Although much has been written about state entrepreneurialism as a unique model of urban governance driving China’s reform and opening up, local governments have mainly been framed as market players and competitors over economic targets set by central government. Scholars have argued that more is needed on the precise ways in which local governments formulate and implement their own extra-economic entrepreneurial policies. This paper adopts a ‘peopled’ analytical approach to state entrepreneurialism to interrogate who can come to feature as part of a local entrepreneurial state, the everyday aspirations and interactions between these actors, and the resultant policymaking outcomes.
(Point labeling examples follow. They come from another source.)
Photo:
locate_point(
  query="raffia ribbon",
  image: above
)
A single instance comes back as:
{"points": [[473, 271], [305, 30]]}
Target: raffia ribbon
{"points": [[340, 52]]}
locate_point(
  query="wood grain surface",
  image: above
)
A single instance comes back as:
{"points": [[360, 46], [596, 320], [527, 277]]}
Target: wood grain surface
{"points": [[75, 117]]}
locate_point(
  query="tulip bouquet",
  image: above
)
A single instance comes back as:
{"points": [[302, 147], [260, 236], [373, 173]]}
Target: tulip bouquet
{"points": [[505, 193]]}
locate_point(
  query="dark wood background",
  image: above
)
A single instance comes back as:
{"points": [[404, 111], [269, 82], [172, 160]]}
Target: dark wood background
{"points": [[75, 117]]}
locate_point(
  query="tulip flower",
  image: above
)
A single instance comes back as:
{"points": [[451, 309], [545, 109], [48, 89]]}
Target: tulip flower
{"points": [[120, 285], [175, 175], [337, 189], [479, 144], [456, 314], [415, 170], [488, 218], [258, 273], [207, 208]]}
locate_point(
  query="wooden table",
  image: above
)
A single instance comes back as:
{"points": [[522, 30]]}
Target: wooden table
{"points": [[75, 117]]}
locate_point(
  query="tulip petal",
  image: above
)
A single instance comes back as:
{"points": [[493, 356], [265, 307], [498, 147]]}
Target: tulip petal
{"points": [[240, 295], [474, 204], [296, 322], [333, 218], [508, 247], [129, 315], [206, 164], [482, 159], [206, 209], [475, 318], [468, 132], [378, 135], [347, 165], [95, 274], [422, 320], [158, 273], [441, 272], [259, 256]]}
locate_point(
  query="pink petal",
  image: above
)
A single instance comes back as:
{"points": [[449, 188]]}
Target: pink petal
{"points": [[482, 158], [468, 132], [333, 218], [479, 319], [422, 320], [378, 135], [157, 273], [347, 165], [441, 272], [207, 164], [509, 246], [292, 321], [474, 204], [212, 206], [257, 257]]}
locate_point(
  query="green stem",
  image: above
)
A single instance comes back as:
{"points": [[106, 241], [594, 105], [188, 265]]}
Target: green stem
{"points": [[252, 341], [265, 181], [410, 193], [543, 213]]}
It shows how a group of influential officials in the Shenzhen Planning Bureau, responding to their perceived unsustainability of the municipality’s urban village demolition model, crafted the Shenzhen Biennale to invite civil society professionals to collaboratively formulate and implement an alternative urban village redevelopment model. Yet, by excluding urban village migrant residents in the policymaking process, post-policy reform village rehabilitation initiatives have brought about a model not dissimilar to gentrification, creating new opportunities but also limitations for urban village residents. By seeing the local entrepreneurial state for its people, new avenues for interaction and dialogue open up multiple ways of relating and participating in policymaking process, showing how local governments might work beyond mere GDP-ism to also experiment with future-proofing their cities, and the new lines of inequality this might create.